The Skye Terrier is a strange-looking small dog with long, straight hair. It’s known for being stubborn and wanting to be the boss. It doesn’t like people or animals it doesn’t know and requires a fair amount of exercise. The coats grow very long, requiring continuous brushing, and you may have to trim the hair as well.

19. Tibetan Mastiff

Tibetan Mastiff
Image Credit: Tatyana Kuznetsova, Shutterstock

The Tibetan Mastiff is another large breed in the same family as the Bull Mastiff we saw earlier. This dog is bred as a watchdog and is independent and intelligent. The breeding also makes them distrustful of strangers, and they can become aggressive when meeting new people. If you are not skilled in training this type of dog, you may need to take them to a trainer, which can be expensive.

20. Treeing Walker Coonhound

Treeing Walker Coonhound
Image Credit: Mary Swift, Shutterstock

Treeing Walker Coonhounds are on this list because they need a massive amount of exercise and plenty of space to run when they are not exercising.
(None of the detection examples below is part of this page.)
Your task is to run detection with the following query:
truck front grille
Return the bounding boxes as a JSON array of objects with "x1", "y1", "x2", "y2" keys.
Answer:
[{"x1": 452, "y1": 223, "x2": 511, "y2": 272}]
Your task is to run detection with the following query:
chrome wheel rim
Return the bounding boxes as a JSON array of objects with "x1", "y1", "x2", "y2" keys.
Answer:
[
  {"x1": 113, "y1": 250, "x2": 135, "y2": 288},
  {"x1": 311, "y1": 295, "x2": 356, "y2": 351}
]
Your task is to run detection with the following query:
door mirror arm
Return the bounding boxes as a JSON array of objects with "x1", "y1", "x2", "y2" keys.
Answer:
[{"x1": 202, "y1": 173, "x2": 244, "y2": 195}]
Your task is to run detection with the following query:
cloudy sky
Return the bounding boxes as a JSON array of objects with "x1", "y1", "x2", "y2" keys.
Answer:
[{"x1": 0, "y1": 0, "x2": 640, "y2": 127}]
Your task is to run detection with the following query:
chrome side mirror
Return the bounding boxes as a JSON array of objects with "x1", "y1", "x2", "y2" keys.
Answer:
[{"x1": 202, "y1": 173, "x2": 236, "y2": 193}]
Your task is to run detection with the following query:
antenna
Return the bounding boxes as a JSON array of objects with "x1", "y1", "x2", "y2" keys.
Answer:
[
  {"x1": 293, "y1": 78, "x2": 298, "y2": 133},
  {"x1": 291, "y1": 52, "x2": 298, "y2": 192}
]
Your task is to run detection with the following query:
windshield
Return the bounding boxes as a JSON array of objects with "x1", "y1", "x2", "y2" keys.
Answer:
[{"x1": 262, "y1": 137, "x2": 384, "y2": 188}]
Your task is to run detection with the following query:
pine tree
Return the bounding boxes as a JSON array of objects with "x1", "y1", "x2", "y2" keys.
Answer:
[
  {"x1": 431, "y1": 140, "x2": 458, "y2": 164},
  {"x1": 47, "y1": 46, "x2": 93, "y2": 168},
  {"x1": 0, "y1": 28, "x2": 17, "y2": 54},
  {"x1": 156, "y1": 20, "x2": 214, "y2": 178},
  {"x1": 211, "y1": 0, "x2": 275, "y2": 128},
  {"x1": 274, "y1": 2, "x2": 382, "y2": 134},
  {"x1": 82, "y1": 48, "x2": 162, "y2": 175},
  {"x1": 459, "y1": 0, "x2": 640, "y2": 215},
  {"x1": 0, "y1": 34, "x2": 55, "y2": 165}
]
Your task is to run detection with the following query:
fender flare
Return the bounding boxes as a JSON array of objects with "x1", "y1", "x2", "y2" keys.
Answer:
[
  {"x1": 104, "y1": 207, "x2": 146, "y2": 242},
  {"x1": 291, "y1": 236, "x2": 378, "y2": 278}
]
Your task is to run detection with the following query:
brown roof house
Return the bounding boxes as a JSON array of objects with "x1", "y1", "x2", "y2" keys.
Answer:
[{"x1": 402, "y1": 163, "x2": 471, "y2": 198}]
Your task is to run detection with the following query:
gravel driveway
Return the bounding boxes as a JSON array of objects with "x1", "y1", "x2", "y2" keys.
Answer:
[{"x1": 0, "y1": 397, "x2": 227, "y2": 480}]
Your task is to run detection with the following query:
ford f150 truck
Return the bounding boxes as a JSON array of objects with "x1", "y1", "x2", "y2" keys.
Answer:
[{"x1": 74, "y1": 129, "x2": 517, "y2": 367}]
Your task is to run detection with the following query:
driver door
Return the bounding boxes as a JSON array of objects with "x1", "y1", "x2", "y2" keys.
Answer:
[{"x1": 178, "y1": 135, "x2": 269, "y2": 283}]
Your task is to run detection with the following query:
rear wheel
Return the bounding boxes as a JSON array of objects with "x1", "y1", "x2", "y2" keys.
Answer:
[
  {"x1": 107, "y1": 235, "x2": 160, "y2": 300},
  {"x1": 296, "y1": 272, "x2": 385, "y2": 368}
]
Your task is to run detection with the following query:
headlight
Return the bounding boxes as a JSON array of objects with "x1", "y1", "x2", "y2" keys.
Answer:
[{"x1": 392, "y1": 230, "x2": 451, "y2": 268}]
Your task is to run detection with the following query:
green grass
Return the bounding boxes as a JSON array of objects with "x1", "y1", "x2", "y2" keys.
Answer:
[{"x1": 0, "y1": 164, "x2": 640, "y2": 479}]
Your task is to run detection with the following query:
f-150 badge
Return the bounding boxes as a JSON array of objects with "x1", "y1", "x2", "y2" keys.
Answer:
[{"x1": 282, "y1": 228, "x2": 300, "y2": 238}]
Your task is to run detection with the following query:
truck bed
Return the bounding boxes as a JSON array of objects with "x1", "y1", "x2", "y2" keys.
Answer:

These dogs are best for people who live on a farm or are athletic and regularly jog or bike ride. They will not do well in a city or small apartment. They also like to chase after small animals like rabbits and squirrels, ignoring your commands to stop, and they will stand at the tree where the animal is hiding barking loudly until you arrive.

21. Weimaraner

silver weimaraner
Image Credit: Pxfuel

The Weimaraner is often called the Grey Ghost because of its short shiny coat. It is another breed that requires excessive amounts of exercise and suffers from separation anxiety when you’re not there. It is a difficult breed to housetrain and will chase after cats and other family pets, which can put their lives in jeopardy. It’s suitable for owners that go jogging, but most people will need to spend large parts of the day exercising this breed.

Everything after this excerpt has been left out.